All this code was deleted in 298a534652b695a3f443438149a4280514409b82. For now, I think we'll have to settle with this solution.

ggidofalvy-tc commented 1 year ago

Do you folks plan to carve a new release containing this fix any time soon?

ydahhrk commented 1 year ago

I can allocate time either today or tomorrow, but if possible, I'd like to receive some external feedback beforehand.

Can you confirm whether the new code still works properly for you?

ggidofalvy-tc commented 1 year ago

I can definitely try testing it out tomorrow! Tip of the issue86 branch, correct?

ydahhrk commented 1 year ago

Yes

ggidofalvy-tc commented 1 year ago

I compiled a version of FORT based on the issue86 branch, and haven't had issues running it in our lab (two lab routers with full tables act as clients to a FORT and a gortr-based RPKI validator).

I'll let you know how this commit version acts over the weekend next week.

ydahhrk commented 1 year ago

Ok

Just to clarify: I'm going to be traveling next week, so I will not actually be able to release next Monday.

In any case, I already pushed the patch to the main branch.

Assuming no problems are found, Fort 1.5.4 is now expected to release on December 12.

ydahhrk commented 1 year ago

Sorry. As it has been a while, I've run into some bumps in the way trying to release version 1.5.4. Rusty scripts, rusty VM, #87, new Debian standards version, trip fatigue, December crunch...

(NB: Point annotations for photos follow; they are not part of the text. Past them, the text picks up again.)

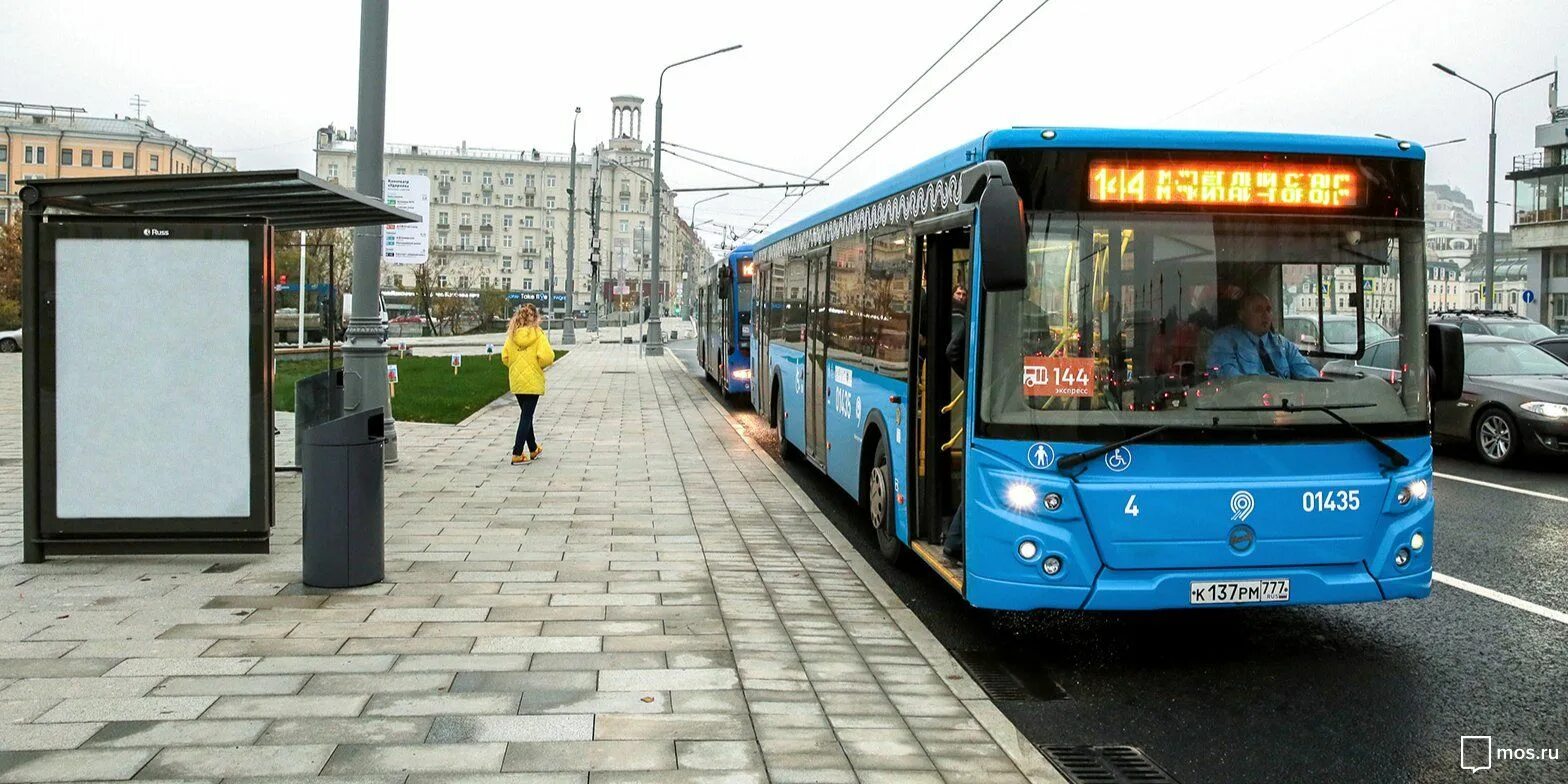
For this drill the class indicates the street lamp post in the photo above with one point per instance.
(656, 336)
(1491, 171)
(568, 330)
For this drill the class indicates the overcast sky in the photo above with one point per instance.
(256, 85)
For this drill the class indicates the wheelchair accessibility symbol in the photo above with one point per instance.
(1041, 455)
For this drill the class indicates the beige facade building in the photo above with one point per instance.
(41, 141)
(499, 217)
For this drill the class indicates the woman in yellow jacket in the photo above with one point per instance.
(526, 355)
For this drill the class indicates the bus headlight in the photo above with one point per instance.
(1546, 410)
(1413, 491)
(1021, 496)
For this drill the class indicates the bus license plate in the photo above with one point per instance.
(1241, 591)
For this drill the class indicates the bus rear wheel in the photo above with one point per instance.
(878, 505)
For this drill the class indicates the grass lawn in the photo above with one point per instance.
(425, 392)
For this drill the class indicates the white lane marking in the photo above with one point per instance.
(1493, 485)
(1498, 596)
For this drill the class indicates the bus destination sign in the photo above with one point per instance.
(1230, 184)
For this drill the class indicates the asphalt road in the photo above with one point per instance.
(1346, 693)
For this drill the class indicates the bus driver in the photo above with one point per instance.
(1250, 347)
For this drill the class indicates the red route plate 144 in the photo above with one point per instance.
(1059, 375)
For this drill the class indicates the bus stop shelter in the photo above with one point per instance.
(148, 383)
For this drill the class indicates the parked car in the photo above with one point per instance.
(1339, 333)
(1501, 323)
(1515, 397)
(1556, 345)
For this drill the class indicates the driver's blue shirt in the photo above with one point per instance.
(1234, 352)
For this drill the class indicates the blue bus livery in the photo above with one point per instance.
(723, 320)
(1068, 339)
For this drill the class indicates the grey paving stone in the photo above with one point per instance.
(239, 761)
(442, 704)
(416, 758)
(287, 706)
(196, 733)
(127, 709)
(220, 686)
(35, 767)
(46, 737)
(518, 728)
(591, 756)
(361, 729)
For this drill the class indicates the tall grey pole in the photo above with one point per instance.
(653, 330)
(364, 352)
(301, 290)
(1491, 207)
(568, 331)
(656, 336)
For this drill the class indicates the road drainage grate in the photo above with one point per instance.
(1106, 765)
(1005, 681)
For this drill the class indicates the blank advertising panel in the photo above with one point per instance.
(152, 378)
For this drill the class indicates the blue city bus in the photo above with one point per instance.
(1068, 337)
(723, 320)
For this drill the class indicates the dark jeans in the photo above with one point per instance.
(526, 439)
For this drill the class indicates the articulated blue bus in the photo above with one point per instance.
(1068, 341)
(723, 320)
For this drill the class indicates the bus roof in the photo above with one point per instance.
(1104, 138)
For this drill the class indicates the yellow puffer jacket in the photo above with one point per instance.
(522, 361)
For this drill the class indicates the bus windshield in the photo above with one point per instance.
(1139, 320)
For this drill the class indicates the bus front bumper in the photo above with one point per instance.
(1172, 588)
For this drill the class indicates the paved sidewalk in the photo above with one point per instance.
(654, 601)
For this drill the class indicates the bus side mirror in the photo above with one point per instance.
(1004, 235)
(1446, 359)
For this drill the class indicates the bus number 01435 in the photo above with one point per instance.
(1330, 500)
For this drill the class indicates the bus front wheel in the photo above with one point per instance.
(878, 505)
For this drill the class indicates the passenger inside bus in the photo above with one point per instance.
(1252, 347)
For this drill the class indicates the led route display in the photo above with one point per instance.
(1223, 184)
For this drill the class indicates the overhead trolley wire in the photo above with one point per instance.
(880, 115)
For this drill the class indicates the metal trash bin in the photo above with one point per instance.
(317, 400)
(344, 502)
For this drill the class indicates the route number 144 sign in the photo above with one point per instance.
(1059, 375)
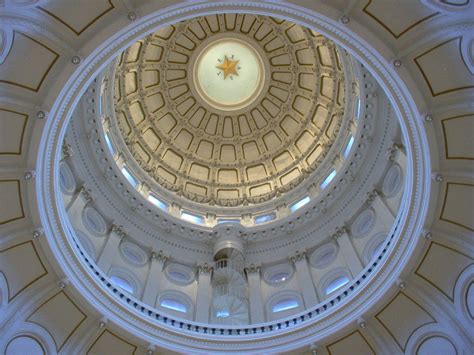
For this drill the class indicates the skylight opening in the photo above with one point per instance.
(265, 218)
(157, 202)
(358, 108)
(336, 284)
(298, 204)
(128, 175)
(122, 283)
(285, 305)
(328, 179)
(108, 142)
(349, 145)
(192, 218)
(222, 314)
(174, 305)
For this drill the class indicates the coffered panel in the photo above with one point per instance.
(401, 317)
(28, 63)
(77, 15)
(439, 273)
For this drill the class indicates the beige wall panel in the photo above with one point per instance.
(14, 123)
(439, 273)
(354, 343)
(398, 17)
(60, 316)
(21, 266)
(458, 205)
(77, 15)
(436, 66)
(401, 317)
(458, 134)
(28, 63)
(11, 207)
(108, 343)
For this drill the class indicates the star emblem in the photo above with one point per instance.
(229, 67)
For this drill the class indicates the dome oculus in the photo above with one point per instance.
(228, 74)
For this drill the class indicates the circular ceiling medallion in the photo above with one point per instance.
(229, 74)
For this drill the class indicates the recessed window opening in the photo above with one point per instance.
(108, 142)
(223, 220)
(264, 218)
(122, 283)
(222, 314)
(285, 305)
(157, 202)
(328, 179)
(174, 305)
(336, 284)
(128, 175)
(378, 249)
(348, 148)
(297, 205)
(192, 218)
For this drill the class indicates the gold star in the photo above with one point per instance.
(228, 67)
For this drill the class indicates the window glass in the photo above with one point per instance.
(358, 108)
(122, 283)
(222, 314)
(264, 218)
(298, 204)
(348, 148)
(328, 179)
(174, 305)
(336, 284)
(192, 218)
(128, 175)
(157, 202)
(109, 144)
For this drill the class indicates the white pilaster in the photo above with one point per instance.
(305, 280)
(204, 294)
(348, 251)
(154, 279)
(257, 313)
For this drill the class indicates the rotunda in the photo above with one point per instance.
(229, 177)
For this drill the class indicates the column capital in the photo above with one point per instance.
(204, 268)
(298, 256)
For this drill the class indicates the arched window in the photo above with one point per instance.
(123, 284)
(336, 284)
(285, 304)
(174, 305)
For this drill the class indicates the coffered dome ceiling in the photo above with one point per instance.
(377, 260)
(230, 109)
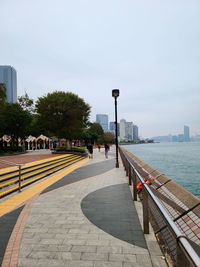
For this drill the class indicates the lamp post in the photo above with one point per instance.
(115, 94)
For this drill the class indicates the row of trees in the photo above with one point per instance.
(60, 114)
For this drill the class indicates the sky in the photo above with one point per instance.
(148, 49)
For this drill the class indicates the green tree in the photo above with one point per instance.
(63, 114)
(108, 138)
(26, 103)
(94, 133)
(14, 122)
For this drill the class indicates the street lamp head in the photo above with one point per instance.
(115, 92)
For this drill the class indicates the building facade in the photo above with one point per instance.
(102, 119)
(8, 77)
(112, 128)
(186, 133)
(135, 133)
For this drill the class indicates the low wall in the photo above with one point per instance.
(182, 206)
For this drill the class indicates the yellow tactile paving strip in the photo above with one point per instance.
(19, 199)
(14, 168)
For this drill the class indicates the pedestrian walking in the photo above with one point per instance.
(90, 150)
(99, 147)
(106, 146)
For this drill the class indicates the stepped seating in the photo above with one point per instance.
(33, 172)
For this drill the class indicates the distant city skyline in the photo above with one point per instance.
(8, 77)
(149, 50)
(181, 137)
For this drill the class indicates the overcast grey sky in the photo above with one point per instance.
(149, 49)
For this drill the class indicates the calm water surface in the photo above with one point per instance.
(179, 161)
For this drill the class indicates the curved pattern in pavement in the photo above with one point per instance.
(83, 173)
(112, 210)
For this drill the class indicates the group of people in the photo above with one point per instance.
(90, 149)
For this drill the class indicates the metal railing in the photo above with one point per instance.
(9, 163)
(176, 245)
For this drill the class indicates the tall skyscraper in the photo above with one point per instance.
(112, 128)
(8, 77)
(129, 131)
(102, 119)
(122, 130)
(135, 133)
(186, 135)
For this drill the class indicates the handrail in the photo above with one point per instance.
(186, 247)
(10, 163)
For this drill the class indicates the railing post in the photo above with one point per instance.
(145, 211)
(19, 178)
(134, 186)
(126, 167)
(129, 174)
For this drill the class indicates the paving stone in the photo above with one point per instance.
(122, 257)
(107, 264)
(144, 260)
(81, 223)
(109, 249)
(94, 256)
(84, 249)
(79, 264)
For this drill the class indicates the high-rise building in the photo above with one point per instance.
(8, 77)
(112, 127)
(129, 131)
(102, 119)
(186, 135)
(122, 130)
(135, 133)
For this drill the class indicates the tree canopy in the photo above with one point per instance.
(2, 93)
(63, 114)
(26, 103)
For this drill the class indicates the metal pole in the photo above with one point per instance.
(116, 135)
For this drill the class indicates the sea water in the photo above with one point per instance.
(179, 161)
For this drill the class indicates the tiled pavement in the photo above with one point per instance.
(86, 219)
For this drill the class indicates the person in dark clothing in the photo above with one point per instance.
(90, 150)
(106, 146)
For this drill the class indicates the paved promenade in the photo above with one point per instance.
(86, 218)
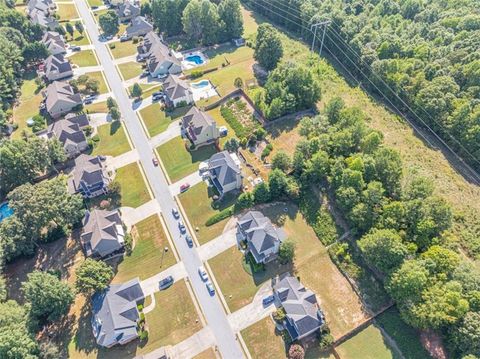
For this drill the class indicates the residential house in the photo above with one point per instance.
(69, 132)
(60, 99)
(262, 237)
(89, 178)
(139, 27)
(127, 11)
(160, 58)
(199, 127)
(224, 172)
(115, 313)
(54, 42)
(103, 233)
(302, 313)
(177, 91)
(56, 67)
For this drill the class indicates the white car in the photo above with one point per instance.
(203, 273)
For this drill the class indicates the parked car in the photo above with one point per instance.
(175, 213)
(184, 187)
(165, 282)
(267, 300)
(203, 273)
(210, 288)
(189, 240)
(181, 227)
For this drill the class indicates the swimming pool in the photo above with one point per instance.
(201, 84)
(196, 59)
(5, 211)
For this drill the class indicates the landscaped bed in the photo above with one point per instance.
(144, 261)
(133, 189)
(180, 162)
(112, 140)
(197, 202)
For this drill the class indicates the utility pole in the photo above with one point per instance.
(316, 25)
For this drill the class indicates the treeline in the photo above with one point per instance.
(19, 47)
(402, 229)
(203, 21)
(425, 51)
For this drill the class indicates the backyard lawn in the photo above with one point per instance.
(123, 49)
(178, 161)
(29, 102)
(145, 259)
(84, 58)
(197, 204)
(113, 140)
(262, 341)
(130, 70)
(133, 189)
(67, 12)
(156, 120)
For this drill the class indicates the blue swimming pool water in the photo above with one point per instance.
(5, 211)
(201, 84)
(196, 59)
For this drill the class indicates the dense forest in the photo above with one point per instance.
(422, 55)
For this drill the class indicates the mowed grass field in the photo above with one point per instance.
(133, 189)
(180, 162)
(113, 140)
(144, 261)
(197, 203)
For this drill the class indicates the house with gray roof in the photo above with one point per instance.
(224, 172)
(60, 99)
(103, 233)
(139, 27)
(199, 127)
(127, 11)
(90, 177)
(160, 58)
(303, 315)
(262, 237)
(54, 42)
(177, 91)
(115, 313)
(56, 67)
(69, 132)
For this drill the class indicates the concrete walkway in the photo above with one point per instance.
(150, 285)
(218, 245)
(253, 312)
(131, 216)
(191, 179)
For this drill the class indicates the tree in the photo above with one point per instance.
(281, 161)
(268, 47)
(109, 22)
(48, 296)
(137, 90)
(286, 254)
(93, 276)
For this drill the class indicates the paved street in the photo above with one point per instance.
(215, 316)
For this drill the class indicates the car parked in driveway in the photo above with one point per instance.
(165, 282)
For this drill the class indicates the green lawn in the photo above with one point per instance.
(262, 341)
(156, 120)
(113, 140)
(67, 12)
(130, 70)
(368, 344)
(123, 49)
(146, 257)
(84, 58)
(133, 189)
(29, 102)
(178, 161)
(197, 203)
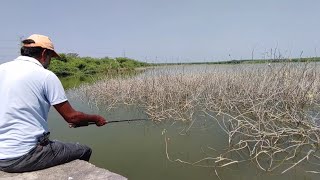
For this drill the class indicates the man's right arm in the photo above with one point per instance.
(75, 118)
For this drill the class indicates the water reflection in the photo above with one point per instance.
(137, 150)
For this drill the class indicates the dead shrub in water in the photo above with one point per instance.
(266, 111)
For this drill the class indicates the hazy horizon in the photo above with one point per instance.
(165, 31)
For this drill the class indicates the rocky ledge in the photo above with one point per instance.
(75, 170)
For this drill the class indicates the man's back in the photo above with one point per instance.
(24, 105)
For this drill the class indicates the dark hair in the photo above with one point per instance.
(34, 52)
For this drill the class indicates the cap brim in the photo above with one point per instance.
(55, 54)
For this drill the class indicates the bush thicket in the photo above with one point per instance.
(71, 64)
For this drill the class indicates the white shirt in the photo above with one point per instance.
(27, 90)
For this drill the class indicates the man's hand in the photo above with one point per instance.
(77, 118)
(101, 121)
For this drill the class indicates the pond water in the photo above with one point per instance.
(137, 150)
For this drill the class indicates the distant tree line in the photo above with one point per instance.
(71, 64)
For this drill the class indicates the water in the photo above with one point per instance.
(137, 150)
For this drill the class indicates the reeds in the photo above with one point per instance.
(269, 112)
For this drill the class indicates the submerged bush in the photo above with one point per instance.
(267, 111)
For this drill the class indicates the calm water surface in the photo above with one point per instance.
(137, 150)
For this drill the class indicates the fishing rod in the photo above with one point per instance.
(115, 121)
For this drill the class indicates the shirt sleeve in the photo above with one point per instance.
(54, 90)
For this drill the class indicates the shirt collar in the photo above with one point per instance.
(30, 59)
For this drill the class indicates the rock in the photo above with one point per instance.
(75, 170)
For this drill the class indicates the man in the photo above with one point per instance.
(27, 90)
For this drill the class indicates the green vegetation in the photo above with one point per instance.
(72, 65)
(254, 61)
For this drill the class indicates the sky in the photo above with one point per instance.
(165, 30)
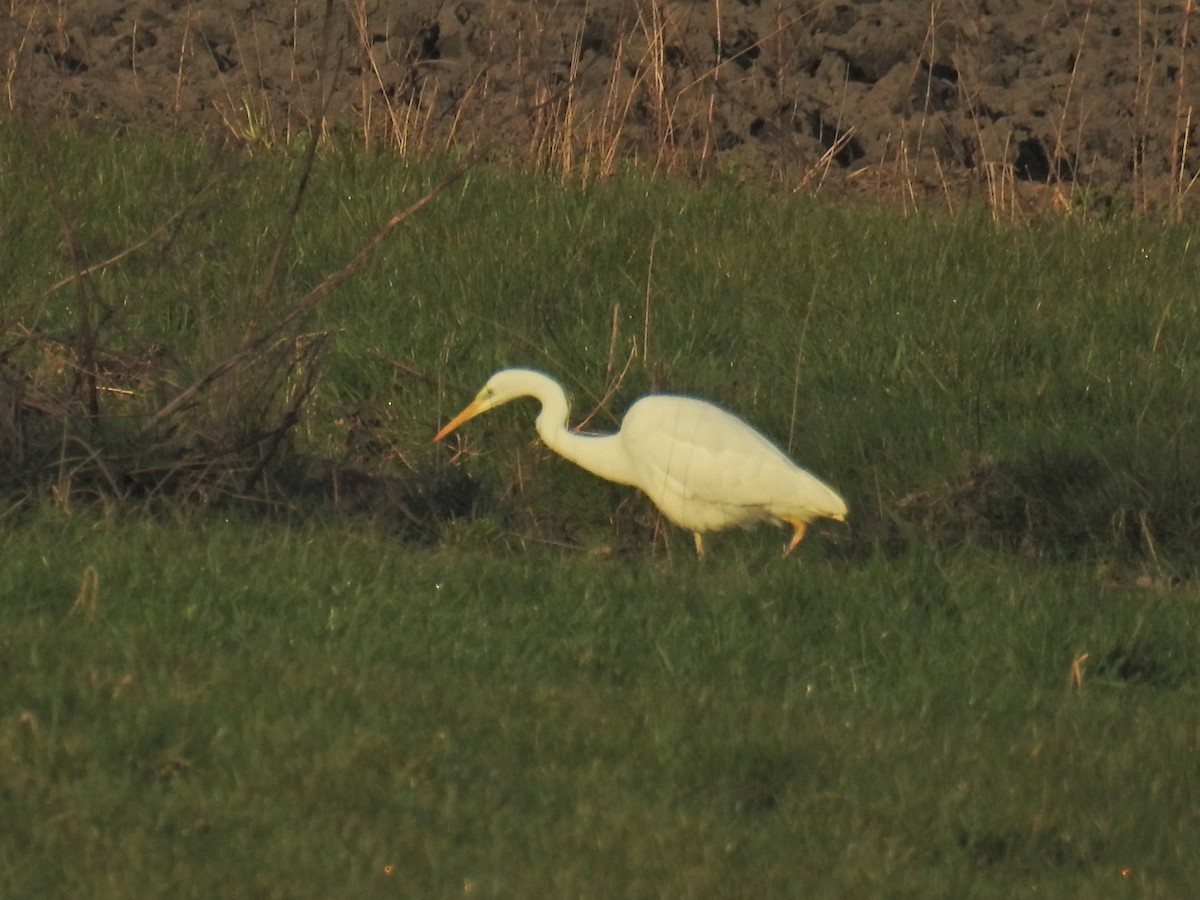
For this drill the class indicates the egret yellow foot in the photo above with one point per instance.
(797, 535)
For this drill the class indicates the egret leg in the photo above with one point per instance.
(801, 527)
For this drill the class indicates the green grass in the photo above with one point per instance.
(533, 689)
(256, 709)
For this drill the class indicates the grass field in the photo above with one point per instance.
(515, 681)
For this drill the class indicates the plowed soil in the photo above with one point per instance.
(1091, 101)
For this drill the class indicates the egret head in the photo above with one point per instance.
(505, 385)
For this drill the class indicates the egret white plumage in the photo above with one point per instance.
(705, 468)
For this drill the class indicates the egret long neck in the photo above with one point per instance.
(599, 454)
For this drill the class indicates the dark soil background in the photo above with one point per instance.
(1061, 101)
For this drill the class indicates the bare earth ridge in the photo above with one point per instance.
(1067, 100)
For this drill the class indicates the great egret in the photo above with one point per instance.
(705, 468)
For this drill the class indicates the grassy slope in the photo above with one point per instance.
(262, 709)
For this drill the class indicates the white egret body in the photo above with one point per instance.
(705, 468)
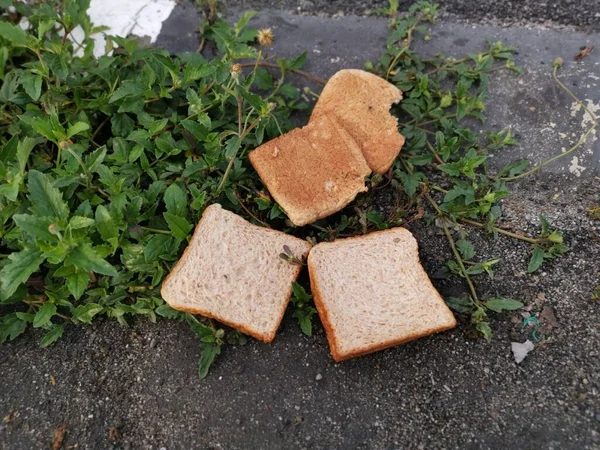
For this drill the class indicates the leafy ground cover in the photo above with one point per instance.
(107, 163)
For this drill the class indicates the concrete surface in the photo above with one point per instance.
(584, 15)
(137, 388)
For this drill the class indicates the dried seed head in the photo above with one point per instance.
(265, 37)
(558, 62)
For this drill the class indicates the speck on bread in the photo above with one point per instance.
(313, 171)
(231, 271)
(361, 102)
(371, 293)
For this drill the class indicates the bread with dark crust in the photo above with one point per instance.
(361, 102)
(371, 293)
(231, 271)
(312, 172)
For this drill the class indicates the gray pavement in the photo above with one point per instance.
(137, 387)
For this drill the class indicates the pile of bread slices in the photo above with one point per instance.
(370, 291)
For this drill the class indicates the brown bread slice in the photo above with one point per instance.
(312, 172)
(361, 103)
(231, 271)
(372, 293)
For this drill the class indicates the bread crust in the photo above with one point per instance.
(297, 167)
(361, 101)
(264, 337)
(334, 347)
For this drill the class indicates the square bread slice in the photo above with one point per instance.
(231, 271)
(361, 103)
(371, 293)
(312, 172)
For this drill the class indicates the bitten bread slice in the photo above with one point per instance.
(361, 103)
(372, 293)
(231, 271)
(312, 172)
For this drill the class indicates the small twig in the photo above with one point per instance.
(230, 165)
(248, 211)
(582, 139)
(306, 75)
(156, 230)
(99, 128)
(437, 157)
(502, 231)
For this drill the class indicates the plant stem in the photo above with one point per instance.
(306, 75)
(248, 211)
(581, 141)
(230, 165)
(156, 230)
(502, 231)
(404, 48)
(458, 257)
(432, 150)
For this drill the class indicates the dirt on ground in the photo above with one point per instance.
(137, 388)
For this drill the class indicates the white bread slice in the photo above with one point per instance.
(231, 271)
(312, 172)
(361, 103)
(371, 293)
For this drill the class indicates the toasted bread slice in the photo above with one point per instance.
(372, 293)
(312, 172)
(231, 271)
(361, 103)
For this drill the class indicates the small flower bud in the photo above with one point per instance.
(558, 62)
(265, 37)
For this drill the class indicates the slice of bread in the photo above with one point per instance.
(361, 103)
(372, 293)
(312, 172)
(231, 271)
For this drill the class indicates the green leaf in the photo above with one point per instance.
(32, 84)
(24, 149)
(77, 128)
(537, 258)
(19, 268)
(195, 70)
(300, 293)
(78, 222)
(86, 258)
(411, 182)
(175, 200)
(305, 323)
(446, 100)
(35, 226)
(168, 312)
(545, 225)
(179, 226)
(77, 282)
(461, 305)
(11, 327)
(53, 335)
(158, 245)
(485, 329)
(46, 199)
(466, 249)
(209, 352)
(105, 224)
(232, 146)
(85, 313)
(12, 33)
(44, 314)
(503, 304)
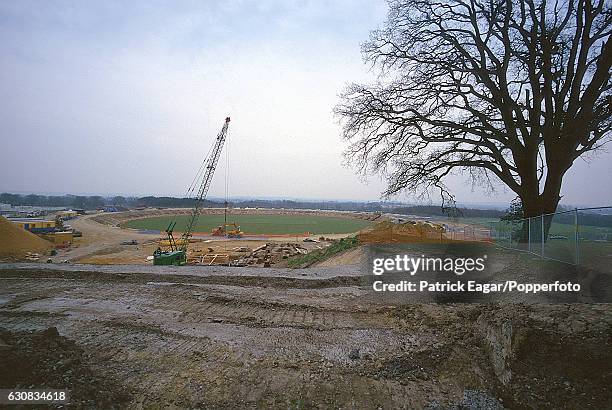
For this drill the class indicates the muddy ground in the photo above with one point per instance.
(313, 338)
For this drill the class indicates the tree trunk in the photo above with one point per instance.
(536, 211)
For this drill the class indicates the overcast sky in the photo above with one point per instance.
(126, 97)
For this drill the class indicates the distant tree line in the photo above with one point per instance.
(96, 201)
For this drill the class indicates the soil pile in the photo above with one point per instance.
(46, 360)
(16, 243)
(389, 232)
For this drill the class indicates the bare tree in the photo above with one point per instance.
(502, 90)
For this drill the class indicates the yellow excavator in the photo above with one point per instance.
(228, 230)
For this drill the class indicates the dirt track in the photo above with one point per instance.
(222, 337)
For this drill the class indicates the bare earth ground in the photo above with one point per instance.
(101, 244)
(230, 338)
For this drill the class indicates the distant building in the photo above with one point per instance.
(34, 225)
(69, 214)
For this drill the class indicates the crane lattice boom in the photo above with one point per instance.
(211, 165)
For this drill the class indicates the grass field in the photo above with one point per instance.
(259, 224)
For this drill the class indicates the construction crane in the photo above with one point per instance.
(177, 255)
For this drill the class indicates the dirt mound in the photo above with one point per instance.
(15, 243)
(389, 232)
(46, 360)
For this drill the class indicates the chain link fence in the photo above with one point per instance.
(579, 236)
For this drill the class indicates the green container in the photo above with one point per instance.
(177, 258)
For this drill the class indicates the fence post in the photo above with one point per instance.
(577, 249)
(529, 235)
(542, 219)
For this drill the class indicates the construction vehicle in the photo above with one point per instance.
(177, 254)
(222, 230)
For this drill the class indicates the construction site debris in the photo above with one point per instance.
(270, 253)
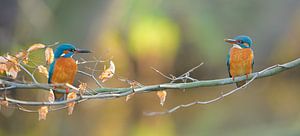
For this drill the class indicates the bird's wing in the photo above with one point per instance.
(51, 68)
(228, 63)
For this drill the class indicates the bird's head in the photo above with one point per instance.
(240, 41)
(67, 50)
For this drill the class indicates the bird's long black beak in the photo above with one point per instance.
(83, 51)
(231, 41)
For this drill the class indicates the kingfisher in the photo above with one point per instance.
(64, 68)
(240, 57)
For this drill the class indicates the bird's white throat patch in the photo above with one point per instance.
(237, 46)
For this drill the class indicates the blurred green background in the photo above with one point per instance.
(172, 36)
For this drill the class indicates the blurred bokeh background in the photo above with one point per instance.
(172, 36)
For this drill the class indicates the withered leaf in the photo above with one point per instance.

I need to get other projects finished by Friday, so I think I'm going to have to postpone the release until next week.

I know it's a pain, but I don't want to half-ass it either. Please hold.

ggidofalvy-tc commented 1 year ago

No rush!

We've been running this Fort commit in our lab and so far it's been working fine.

mzi77 commented 1 year ago

I was also hit by this bug on 1.5.3

fort.service: Failed with result 'core-dump'. fort.service: Main process exited, code=dumped, status=11/SEGV

/lib/x86_64-linux-gnu/libc.so.6(clone+0x43)[0x7f1e40312133] /lib/x86_64-linux-gnu/libpthread.so.0(+0x8609)[0x7f1e403ed609] /usr/bin/fort(+0x435d9)[0x55ec846165d9] /usr/bin/fort(+0x34a11)[0x55ec84607a11] /usr/bin/fort(+0x33f6b)[0x55ec84606f6b] /usr/bin/fort(certificate_traverse+0xa9a)[0x55ec84604faa] /usr/bin/fort(rpp_traverse+0x48)[0x55ec845f9608] /usr/bin/fort(roa_traverse+0x161)[0x55ec84606311] /usr/bin/fort(signed_object_validate+0xec)[0x55ec84606bcc] /usr/bin/fort(signed_data_validate+0x762)[0x55ec845fc892] /usr/bin/fort(certificate_validate_rfc6487+0x1b9)[0x55ec846037a9] /usr/bin/fort(x509stack_store_subject+0x5c)[0x55ec845f121c] /usr/bin/fort(x509_name_equals+0xf)[0x55ec84605eef] /lib/x86_64-linux-gnu/libpthread.so.0(+0x14420)[0x7f1e403f9420] /usr/bin/fort(+0x2174e)[0x55ec845f474e]

ydahhrk commented 1 year ago

I was finally able to finish the release of 1.5.4 yesterday. Feel free to reopen if the problem persists.